Let us run the second generation:
val yld2 = pipeline2(1)
// Apply Stage 1-2 to 1 (int)
// Apply Stage 2-2 to 4 (int)
// Apply Stage 3-2 to 4 (String)
// yld2: Yield[Int, Boolean, String] = Some(
// out = false,
// status = Complete,
// evolution = AndThen(
// upstream = repl.MdocSession$MdocApp$Stage32$$anon$7@56ab6c31,
// downstream = AndThen(
// upstream = repl.MdocSession$MdocApp$Stage22$$anon$5@7d9ab761,
// downstream = repl.MdocSession$MdocApp$Stage12$$anon$2@5dc24854
// )
// )
// )
Once the second generation has finished, let us call dispose() on its final Evolution:
yld2.evolution.dispose()
// Dispose Stage 3-2
// Dispose Stage 2-2
// Dispose Stage 1-2
Diagram
The diagram shows the same scenario as the code, but as a sequence of concrete objects and calls.
The circled labels mark the execution steps, so in the description below I will refer to them directly.
Dashed arrows indicate the execution sequence and show how control flows between objects.
In the first generation, the input value 3 is sent to Stage 1-1 ①.
Stage 1-1 computes 3 - 3, returns Yield.Some with value 0, status Success, and an Evolution object ②.
That value is then passed on to Stage 2-1 ③.
At Stage 2-1, the pipeline reaches a branch that determines what happens next.
Since the input is 0, this stage returns Yield.None with status Error("Zero") ④.
At that point there is no longer any value to pass downstream, so Stage 3-1 is not invoked via apply(). Instead,
skip() is called for it, producing an Evolution object ⑤.
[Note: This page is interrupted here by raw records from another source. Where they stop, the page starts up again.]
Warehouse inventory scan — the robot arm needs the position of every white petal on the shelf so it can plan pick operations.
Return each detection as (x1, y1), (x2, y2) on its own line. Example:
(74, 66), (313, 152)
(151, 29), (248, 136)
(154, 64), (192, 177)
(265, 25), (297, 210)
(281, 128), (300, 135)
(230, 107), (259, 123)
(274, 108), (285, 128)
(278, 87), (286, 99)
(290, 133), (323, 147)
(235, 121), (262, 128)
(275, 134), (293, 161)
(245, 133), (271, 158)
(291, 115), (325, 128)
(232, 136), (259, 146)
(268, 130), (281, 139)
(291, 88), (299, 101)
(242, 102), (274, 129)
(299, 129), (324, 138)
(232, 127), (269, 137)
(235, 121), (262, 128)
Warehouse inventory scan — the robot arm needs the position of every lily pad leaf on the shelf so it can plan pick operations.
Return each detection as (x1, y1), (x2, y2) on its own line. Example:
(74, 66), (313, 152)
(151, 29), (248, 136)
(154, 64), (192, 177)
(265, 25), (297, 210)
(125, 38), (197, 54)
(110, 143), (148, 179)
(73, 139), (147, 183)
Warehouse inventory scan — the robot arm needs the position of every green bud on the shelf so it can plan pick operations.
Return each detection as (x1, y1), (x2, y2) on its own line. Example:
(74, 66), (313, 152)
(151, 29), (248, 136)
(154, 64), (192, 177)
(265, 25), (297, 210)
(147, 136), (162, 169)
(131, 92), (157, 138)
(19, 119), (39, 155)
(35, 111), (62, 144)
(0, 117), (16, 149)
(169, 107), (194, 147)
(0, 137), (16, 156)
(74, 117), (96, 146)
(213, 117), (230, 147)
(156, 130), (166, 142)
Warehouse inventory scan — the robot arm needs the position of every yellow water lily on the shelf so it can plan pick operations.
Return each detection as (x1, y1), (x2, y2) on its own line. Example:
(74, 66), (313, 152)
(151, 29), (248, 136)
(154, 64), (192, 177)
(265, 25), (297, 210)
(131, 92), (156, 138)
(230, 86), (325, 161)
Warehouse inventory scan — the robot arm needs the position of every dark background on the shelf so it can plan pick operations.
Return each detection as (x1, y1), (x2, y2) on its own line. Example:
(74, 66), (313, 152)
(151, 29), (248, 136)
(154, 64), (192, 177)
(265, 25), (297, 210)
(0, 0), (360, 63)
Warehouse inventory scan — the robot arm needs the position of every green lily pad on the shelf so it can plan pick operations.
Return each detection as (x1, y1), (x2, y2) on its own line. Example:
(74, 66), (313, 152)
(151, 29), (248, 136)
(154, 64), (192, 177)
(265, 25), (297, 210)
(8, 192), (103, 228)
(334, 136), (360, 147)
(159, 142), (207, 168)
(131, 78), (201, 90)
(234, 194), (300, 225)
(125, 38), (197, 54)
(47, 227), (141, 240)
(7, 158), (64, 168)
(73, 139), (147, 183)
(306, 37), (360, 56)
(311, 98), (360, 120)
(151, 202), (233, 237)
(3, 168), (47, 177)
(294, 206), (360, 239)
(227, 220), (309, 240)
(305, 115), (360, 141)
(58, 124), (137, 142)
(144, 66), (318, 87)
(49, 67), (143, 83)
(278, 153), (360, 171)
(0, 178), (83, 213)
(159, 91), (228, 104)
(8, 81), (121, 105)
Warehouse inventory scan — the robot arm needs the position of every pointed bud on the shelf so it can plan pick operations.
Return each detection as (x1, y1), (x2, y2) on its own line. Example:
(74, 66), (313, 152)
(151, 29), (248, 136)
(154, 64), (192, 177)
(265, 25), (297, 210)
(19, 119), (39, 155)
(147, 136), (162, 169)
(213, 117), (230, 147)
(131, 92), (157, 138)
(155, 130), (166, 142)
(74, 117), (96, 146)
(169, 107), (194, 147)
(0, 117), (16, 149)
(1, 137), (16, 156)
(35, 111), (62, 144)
Once the active part of the first generation has finished, the pipeline folds the Status values it has already
obtained into a single overall status ⑥.
In this case, the overall status of the first generation is Error("Zero").
Now that this status is known, the pipeline can evolve into the next generation.
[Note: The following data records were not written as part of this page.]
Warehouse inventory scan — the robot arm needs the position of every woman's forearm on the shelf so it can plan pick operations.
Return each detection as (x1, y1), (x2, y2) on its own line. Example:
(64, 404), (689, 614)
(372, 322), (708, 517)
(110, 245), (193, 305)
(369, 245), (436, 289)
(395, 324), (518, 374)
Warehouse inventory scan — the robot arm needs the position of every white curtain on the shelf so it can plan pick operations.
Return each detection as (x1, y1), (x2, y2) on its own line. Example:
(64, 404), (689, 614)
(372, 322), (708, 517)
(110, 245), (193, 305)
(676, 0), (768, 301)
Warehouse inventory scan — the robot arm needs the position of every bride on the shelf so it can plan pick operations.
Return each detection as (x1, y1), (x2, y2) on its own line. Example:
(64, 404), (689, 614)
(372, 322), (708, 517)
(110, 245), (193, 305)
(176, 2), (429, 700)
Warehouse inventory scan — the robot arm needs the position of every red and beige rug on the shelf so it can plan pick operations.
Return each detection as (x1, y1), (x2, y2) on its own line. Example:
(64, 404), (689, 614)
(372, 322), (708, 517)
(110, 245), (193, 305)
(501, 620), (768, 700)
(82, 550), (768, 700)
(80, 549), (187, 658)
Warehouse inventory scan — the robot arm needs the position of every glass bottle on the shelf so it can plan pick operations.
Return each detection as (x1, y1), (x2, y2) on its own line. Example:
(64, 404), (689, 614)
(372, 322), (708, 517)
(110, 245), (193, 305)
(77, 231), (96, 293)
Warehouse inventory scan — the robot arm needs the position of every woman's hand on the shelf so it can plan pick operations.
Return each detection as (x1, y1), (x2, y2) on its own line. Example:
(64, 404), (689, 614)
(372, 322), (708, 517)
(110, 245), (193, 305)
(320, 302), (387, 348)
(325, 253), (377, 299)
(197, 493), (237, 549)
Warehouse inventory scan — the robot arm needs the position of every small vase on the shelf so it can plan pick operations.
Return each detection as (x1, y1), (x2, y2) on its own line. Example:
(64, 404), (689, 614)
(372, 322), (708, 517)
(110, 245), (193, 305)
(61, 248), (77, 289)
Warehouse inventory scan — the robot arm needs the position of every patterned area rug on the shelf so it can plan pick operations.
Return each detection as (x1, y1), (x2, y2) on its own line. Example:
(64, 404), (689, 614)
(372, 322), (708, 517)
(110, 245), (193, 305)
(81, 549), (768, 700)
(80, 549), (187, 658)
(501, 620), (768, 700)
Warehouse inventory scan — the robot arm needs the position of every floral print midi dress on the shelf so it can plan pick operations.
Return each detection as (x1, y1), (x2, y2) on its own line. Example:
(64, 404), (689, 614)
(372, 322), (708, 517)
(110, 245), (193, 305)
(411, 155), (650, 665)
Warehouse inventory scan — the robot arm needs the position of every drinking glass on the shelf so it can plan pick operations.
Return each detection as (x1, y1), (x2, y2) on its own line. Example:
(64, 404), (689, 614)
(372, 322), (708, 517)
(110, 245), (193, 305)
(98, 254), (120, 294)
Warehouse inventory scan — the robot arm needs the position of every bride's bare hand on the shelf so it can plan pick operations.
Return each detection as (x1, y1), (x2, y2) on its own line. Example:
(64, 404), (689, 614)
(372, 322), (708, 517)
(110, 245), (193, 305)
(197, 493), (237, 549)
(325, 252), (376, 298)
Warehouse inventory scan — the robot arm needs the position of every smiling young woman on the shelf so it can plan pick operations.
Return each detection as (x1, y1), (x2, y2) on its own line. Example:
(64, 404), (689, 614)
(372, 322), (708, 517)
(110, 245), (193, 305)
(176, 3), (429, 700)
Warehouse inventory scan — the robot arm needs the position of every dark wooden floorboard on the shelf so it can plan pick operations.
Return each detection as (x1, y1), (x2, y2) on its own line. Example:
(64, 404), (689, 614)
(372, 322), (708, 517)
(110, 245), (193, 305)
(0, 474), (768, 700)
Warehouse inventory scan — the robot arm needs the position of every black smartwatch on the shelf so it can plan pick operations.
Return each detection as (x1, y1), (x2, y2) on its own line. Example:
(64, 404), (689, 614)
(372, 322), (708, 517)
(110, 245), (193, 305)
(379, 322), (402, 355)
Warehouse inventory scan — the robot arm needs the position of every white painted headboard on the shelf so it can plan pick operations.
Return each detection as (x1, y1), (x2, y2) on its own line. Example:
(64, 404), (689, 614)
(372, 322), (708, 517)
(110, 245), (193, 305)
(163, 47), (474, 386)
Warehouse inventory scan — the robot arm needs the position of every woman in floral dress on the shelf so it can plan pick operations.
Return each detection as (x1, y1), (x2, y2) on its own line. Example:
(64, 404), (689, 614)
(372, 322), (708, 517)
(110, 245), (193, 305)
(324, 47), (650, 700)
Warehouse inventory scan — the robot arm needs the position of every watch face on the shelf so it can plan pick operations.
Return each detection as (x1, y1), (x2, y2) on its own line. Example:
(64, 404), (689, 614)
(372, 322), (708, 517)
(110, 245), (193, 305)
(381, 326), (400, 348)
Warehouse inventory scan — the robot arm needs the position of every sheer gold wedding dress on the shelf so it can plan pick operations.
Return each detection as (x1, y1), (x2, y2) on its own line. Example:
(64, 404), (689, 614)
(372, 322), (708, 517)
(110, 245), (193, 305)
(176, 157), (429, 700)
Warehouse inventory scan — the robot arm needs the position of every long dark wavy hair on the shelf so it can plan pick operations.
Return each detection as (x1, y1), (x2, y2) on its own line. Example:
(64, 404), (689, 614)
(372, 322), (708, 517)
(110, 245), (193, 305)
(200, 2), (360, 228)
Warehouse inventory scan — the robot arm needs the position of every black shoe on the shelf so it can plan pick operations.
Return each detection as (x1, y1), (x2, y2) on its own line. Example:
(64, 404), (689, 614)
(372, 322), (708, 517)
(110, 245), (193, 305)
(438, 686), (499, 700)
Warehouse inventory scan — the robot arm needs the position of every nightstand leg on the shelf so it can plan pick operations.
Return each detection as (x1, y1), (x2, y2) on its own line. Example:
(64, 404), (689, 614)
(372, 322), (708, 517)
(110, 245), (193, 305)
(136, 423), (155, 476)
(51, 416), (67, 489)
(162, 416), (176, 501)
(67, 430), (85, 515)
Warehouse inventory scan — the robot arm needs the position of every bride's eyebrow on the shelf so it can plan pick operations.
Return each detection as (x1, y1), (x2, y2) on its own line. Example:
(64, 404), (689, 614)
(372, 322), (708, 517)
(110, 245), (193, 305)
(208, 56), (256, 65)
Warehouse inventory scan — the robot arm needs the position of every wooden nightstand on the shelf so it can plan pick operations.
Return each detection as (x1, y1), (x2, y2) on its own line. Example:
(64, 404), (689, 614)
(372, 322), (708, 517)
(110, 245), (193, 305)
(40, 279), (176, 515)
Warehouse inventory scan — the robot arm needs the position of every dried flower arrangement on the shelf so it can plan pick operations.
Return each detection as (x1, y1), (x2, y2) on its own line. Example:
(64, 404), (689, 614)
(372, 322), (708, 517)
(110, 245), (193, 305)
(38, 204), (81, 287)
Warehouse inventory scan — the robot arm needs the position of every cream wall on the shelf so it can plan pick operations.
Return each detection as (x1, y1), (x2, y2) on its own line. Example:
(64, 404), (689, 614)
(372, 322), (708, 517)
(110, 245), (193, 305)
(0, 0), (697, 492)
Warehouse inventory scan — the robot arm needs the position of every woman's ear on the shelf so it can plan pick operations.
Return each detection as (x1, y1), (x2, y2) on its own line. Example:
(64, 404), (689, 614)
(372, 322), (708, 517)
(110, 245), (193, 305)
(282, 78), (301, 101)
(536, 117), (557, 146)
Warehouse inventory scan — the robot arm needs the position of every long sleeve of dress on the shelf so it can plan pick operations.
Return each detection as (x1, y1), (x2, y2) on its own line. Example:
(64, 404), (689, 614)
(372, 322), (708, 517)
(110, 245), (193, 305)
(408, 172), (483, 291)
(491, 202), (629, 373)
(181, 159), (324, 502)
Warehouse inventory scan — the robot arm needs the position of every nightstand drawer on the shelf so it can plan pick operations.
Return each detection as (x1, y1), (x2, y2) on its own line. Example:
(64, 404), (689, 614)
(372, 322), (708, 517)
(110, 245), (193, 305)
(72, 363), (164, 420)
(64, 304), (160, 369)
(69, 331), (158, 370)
All Evolution methods are called in the order opposite to the order in which stages are applied. This matters because
a downstream stage may depend on state or resources created by an upstream stage. If upstream stages were finalized or
reconfigured too early, downstream stages could lose what they still rely on.
First, the object obtained from Stage 3-1.skip() is used: along the onError() branch it creates Stage 3-2 ⑦ ⑧.
Then Stage 2-1 evolves for the same reason: its Evolution moves the pipeline to Stage 2-2 ⑨ ⑩.
After that, Stage 1-1 evolves into Stage 1-2 ⑪ ⑫.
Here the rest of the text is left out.